Being I was driving down the road in a pretty rural setting, I don't think I have to worry bout cops.
Not sure where Ashland is, but I am still learing the area.


----------



## Hogwildz (Oct 28, 2007)

enord said:
			
		

> coal plant emits more radioactive waste normally, until the nuke blows up
> warning on taking pictures of the nuke is real. dont do it cause thats what a terrorist wants to see, to make a plan.

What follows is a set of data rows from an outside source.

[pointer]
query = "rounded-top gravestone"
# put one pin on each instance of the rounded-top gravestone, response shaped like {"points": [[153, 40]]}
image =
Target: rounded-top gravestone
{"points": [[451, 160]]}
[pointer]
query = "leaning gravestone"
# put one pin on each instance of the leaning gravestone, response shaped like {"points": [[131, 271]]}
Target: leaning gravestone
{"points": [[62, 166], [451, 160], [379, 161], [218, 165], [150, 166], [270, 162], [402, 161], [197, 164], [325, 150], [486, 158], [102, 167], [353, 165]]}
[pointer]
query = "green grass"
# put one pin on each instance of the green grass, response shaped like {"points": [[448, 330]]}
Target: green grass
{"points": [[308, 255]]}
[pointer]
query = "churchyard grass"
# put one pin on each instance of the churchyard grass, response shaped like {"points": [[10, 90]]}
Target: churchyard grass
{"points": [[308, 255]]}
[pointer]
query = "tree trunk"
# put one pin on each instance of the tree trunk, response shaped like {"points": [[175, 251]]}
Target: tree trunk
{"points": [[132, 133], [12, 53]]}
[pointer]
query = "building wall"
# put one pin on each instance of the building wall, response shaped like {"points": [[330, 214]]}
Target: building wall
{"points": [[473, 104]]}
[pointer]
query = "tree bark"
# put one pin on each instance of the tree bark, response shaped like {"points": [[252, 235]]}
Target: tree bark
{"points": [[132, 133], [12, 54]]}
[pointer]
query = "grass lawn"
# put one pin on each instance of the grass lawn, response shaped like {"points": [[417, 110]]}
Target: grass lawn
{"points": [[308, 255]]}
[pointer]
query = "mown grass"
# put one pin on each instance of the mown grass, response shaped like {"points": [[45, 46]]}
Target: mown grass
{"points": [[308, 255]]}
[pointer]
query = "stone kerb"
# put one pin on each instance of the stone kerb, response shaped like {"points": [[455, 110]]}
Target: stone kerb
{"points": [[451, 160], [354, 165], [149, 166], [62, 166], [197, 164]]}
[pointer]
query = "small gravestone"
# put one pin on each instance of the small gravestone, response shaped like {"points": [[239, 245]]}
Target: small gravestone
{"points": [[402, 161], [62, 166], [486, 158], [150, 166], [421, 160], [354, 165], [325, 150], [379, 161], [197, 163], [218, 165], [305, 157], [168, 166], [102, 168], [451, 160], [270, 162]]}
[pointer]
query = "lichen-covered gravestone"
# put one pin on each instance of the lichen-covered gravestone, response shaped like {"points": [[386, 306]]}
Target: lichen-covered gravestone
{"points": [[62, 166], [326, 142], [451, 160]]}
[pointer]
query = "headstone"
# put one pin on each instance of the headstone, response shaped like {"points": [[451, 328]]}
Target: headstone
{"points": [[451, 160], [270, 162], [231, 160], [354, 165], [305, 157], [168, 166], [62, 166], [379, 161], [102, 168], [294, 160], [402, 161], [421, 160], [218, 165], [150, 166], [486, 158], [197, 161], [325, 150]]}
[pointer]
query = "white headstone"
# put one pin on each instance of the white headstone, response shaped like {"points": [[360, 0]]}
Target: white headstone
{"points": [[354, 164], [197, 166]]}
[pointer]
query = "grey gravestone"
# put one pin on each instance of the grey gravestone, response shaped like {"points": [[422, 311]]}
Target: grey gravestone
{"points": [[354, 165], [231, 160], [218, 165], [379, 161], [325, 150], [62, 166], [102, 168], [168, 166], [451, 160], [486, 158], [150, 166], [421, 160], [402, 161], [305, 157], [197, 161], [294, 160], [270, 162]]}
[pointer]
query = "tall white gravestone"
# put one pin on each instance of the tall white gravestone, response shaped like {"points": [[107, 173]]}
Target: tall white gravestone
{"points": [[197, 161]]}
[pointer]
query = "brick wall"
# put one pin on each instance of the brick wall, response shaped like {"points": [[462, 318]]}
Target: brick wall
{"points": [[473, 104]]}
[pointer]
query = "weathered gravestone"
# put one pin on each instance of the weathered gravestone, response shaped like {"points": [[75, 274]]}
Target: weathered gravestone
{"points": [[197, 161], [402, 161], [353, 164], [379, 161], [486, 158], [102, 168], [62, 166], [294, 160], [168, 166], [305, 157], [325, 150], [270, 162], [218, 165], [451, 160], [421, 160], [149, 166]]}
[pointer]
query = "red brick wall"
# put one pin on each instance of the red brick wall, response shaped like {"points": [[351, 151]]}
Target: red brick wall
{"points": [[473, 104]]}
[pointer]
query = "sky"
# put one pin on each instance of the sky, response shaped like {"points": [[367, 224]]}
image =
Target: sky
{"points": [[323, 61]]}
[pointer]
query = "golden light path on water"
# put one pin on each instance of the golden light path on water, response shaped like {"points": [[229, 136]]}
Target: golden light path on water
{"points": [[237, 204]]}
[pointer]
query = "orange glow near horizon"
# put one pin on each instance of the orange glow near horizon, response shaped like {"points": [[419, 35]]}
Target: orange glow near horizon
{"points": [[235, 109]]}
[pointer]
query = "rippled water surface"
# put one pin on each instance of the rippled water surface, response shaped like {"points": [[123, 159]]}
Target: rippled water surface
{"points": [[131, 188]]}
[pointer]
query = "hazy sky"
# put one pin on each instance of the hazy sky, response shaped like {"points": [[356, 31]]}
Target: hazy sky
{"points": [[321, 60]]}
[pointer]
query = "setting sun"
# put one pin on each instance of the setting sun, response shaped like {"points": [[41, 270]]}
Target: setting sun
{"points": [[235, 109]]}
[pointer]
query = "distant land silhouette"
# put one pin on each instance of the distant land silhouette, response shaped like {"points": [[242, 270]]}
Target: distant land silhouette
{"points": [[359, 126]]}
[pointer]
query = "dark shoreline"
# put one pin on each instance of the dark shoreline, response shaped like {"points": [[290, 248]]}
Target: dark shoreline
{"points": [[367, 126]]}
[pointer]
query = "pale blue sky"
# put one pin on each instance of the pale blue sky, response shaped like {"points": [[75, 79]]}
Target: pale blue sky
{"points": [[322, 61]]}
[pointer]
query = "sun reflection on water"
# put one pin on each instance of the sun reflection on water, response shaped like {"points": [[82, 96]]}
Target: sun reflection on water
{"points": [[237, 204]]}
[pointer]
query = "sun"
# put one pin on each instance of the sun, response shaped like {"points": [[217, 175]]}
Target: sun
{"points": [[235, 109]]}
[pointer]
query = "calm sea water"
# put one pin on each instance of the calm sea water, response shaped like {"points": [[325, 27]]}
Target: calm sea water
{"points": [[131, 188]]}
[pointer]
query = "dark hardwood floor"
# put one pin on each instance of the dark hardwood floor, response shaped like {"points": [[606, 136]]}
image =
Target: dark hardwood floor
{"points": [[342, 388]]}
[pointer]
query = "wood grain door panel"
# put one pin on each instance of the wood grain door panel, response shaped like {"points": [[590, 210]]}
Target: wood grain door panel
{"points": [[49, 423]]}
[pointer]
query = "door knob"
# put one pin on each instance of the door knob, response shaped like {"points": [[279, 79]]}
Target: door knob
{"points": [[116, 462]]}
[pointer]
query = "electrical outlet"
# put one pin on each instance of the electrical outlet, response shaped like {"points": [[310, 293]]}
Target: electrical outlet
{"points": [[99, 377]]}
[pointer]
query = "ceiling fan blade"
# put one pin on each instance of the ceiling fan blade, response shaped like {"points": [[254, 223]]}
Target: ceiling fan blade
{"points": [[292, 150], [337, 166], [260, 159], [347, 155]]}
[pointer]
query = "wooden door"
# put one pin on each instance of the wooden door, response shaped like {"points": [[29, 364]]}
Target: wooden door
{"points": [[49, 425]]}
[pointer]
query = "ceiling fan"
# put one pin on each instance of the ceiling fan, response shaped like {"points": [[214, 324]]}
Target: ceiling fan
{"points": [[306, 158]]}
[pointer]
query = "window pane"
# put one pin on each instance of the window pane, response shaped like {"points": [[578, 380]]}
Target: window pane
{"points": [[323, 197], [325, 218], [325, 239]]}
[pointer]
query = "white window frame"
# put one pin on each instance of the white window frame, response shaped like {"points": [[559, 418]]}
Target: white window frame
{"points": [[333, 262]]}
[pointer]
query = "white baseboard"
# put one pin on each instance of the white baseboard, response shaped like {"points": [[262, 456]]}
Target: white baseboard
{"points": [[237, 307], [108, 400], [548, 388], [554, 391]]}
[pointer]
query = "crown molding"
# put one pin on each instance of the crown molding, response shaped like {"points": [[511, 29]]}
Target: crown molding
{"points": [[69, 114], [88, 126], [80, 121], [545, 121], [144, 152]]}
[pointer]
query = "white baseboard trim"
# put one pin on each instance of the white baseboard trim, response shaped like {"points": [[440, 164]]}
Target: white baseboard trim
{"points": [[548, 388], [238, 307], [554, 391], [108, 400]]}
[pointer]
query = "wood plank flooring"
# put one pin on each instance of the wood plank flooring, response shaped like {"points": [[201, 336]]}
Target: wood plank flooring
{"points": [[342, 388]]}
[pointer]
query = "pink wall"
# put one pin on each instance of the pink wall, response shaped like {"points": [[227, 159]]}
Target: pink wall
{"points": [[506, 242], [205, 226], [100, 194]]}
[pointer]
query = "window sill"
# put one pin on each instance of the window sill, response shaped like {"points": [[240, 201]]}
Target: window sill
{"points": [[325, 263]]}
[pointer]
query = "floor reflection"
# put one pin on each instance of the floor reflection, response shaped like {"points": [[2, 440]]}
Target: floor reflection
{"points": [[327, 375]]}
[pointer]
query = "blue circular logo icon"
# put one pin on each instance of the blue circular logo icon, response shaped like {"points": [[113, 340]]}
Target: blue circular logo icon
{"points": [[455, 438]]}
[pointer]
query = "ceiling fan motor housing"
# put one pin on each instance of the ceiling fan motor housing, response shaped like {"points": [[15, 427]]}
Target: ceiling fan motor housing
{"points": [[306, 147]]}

Just so happen to have a coal to electric plant the other way about 7 miles or so. And high power lines about 50 yards from the house. Out of the 3, I am sure one will get me 
Terrorists would get lost trying to find this nuke plant. Not to mention they would stick out here like a sore thumb.
Don't matter much to me, if that baby goes, I won't feel a thing.


----------



## jpl1nh (Oct 28, 2007)

> Terrorists would get lost trying to find this nuke plant. Not to mention they would stick out here like a sore thumb.

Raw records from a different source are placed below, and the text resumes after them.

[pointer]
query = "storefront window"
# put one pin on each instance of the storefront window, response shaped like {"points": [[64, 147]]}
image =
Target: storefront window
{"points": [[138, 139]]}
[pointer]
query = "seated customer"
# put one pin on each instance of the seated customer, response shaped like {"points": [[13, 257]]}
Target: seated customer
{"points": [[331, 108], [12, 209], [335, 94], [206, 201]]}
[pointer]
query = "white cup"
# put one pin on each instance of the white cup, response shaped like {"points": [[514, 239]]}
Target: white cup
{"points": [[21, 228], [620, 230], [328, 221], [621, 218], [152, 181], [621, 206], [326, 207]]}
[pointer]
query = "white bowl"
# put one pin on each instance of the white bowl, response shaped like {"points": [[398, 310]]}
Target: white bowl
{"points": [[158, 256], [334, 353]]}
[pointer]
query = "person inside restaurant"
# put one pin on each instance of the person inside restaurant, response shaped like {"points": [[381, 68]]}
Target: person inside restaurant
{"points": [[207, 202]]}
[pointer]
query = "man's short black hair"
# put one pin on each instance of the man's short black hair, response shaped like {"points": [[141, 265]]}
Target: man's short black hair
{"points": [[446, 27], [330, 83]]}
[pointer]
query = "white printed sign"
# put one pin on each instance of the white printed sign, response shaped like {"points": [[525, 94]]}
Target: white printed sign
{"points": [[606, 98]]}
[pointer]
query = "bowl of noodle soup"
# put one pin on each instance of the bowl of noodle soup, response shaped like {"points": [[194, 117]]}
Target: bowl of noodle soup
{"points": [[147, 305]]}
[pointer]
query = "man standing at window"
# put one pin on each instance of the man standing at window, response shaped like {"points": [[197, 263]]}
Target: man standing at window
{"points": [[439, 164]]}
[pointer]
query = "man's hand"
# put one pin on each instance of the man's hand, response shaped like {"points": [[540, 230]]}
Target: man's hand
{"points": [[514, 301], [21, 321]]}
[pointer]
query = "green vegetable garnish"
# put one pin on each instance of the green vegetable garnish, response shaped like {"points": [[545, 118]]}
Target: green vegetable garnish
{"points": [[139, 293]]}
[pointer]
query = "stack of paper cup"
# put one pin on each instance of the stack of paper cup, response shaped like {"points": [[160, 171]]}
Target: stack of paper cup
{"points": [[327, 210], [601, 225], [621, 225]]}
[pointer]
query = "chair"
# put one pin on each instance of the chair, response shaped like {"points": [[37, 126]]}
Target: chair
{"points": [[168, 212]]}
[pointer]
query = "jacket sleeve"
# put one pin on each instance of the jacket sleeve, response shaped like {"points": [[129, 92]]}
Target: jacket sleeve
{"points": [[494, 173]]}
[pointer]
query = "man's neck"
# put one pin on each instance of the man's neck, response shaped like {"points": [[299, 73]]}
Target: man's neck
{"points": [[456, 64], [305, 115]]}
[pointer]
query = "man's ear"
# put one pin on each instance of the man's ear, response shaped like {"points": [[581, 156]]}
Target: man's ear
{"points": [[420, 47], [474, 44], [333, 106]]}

What's a terrorist look like? ;-)


----------



## Hogwildz (Oct 29, 2007)

jpl1nh said:
			
		

> > Terrorists would get lost trying to find this nuke plant. Not to mention they would stick out here like a sore thumb.
> 
> 
> What's a terrorist look like? ;-)



Sorry in the spirit of being politically correct, I plead the 5th  I will say, anyone coming down my long driveway uninvited better be holding a check for lots of money, or some other very pertinent reason, or they might regret ever doing so.


----------



## velvetfoot (Oct 29, 2007)

When we first bought our house a couple of years ago, we took some time off to work around the house.  A car came down the driveway driven by a pleasant woman.  Our first visitor was the assessor!  (Ummm, the previous owner never got a permit for that deck out back...   )


----------



## Hogwildz (Oct 29, 2007)

velvetfoot said:
			
		

> When we first bought our house a couple of years ago, we took some time off to work around the house.  A car came down the driveway driven by a pleasant woman.  Our first visitor was the assessor!  (Ummm, the previous owner never got a permit for that deck out back...   )

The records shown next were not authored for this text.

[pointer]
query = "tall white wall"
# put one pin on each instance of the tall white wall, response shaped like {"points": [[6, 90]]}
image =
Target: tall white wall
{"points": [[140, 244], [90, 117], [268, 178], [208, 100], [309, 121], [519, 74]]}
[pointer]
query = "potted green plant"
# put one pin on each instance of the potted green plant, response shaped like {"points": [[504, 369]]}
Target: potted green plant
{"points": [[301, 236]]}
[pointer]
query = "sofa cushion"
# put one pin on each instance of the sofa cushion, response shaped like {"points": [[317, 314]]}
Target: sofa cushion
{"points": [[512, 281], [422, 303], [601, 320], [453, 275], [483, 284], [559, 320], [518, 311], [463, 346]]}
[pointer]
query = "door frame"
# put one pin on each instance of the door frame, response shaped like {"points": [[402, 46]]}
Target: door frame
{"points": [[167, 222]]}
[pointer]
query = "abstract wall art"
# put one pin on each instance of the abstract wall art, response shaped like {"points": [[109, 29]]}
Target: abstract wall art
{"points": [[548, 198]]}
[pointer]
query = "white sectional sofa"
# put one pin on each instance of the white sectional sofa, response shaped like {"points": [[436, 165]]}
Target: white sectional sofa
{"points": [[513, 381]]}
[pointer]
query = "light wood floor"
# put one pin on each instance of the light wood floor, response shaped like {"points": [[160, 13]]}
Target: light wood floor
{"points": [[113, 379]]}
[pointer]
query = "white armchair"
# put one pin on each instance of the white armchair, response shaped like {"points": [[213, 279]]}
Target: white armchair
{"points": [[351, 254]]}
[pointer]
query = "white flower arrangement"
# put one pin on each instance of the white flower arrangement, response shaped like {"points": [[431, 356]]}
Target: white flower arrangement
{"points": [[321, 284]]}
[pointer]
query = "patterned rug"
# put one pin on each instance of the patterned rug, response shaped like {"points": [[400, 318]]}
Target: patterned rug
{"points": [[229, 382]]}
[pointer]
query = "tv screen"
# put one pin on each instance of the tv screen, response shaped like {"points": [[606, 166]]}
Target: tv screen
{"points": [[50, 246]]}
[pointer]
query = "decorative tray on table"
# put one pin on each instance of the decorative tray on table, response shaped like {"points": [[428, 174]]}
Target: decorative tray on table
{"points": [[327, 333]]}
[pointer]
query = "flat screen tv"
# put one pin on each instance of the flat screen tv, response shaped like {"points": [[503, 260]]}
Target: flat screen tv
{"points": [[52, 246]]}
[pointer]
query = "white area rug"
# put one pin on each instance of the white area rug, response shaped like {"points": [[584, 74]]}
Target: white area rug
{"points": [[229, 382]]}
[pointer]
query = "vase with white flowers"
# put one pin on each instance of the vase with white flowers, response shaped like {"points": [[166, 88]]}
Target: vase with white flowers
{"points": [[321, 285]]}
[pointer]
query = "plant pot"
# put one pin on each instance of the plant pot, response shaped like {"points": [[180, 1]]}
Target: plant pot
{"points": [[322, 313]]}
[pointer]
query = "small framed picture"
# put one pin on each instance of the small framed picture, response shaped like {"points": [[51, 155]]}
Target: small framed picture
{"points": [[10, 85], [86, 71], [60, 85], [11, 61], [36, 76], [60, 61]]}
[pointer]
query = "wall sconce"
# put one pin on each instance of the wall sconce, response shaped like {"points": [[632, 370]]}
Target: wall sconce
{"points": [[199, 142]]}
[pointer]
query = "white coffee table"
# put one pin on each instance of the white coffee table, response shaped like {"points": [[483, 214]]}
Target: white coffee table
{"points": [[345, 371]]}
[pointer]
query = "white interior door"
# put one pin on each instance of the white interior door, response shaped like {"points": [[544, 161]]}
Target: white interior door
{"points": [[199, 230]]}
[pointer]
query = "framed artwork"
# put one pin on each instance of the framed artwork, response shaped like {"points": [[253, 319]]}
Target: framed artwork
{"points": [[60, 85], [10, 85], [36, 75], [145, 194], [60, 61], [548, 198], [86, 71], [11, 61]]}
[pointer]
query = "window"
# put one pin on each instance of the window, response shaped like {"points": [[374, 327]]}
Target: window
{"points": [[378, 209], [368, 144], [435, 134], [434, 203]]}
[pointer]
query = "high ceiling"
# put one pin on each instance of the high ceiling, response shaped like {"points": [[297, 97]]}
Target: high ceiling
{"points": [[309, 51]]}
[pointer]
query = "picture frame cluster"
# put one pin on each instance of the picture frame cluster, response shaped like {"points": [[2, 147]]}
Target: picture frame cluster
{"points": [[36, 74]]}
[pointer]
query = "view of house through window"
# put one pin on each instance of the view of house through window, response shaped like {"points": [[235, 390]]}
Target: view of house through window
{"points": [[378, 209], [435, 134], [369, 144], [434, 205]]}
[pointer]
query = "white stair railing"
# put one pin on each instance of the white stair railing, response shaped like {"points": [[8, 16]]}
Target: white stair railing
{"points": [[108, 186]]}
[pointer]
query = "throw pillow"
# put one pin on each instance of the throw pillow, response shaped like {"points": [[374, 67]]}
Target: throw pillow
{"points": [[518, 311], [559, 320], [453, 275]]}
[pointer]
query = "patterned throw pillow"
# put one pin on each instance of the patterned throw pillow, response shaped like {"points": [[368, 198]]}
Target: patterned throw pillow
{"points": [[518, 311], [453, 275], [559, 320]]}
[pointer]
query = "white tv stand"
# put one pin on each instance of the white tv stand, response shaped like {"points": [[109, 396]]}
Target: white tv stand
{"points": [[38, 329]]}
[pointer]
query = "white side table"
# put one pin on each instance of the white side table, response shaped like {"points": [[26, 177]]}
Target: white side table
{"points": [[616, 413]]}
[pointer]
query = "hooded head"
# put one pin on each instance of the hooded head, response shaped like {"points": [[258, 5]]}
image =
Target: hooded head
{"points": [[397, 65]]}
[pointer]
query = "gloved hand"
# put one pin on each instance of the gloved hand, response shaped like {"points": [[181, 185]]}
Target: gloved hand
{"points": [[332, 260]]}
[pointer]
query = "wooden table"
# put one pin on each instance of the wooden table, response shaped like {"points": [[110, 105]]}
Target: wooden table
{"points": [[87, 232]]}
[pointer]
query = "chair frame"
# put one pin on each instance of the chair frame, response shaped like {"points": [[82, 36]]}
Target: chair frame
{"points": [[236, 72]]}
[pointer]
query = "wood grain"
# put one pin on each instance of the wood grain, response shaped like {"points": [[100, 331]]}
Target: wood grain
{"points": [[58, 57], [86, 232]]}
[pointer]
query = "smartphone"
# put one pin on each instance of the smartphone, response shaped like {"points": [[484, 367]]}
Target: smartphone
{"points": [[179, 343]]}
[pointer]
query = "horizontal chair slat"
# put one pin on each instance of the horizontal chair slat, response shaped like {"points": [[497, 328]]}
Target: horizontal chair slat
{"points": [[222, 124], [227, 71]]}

I went through a similar situation at my last house. After about 10 years there, the township inspector came by and told everyone to take down their fences and to move their sheds  & fencing to withing 20' of their house. I said no can do. It was like that at time of purchase, township comes to every pre house sale and inspects for code etc. They approved it at time of sale.  The rest of the neighborhood went to a town meeting, raised hell. Problem solved. Township backed off.


----------



## SLK0217 (Nov 2, 2007)

Definition of a terrorist?
Try this!
Self empowered bureaucrats who contribute no known benefit to mankind; who design secret rules that no one has seen, enabling them to harrass anyone who does not abide by their little CS secret rule book
SLK


----------



## WOODBUTCHER (Nov 2, 2007)

Hogwildz said:
			
		

> jpl1nh said:
> 
> 
> 
> ...




How about a dumptruck loaded with hickory and a couple boxes of fatwood in the frontseat!

The WoodButcher


----------



## Mike Wilson (Nov 3, 2007)

You mean THIS nuke plant in Berwick, PA ???

Somebody better call Homeland Security and give them a copy of Google Earth.

-- Mike


----------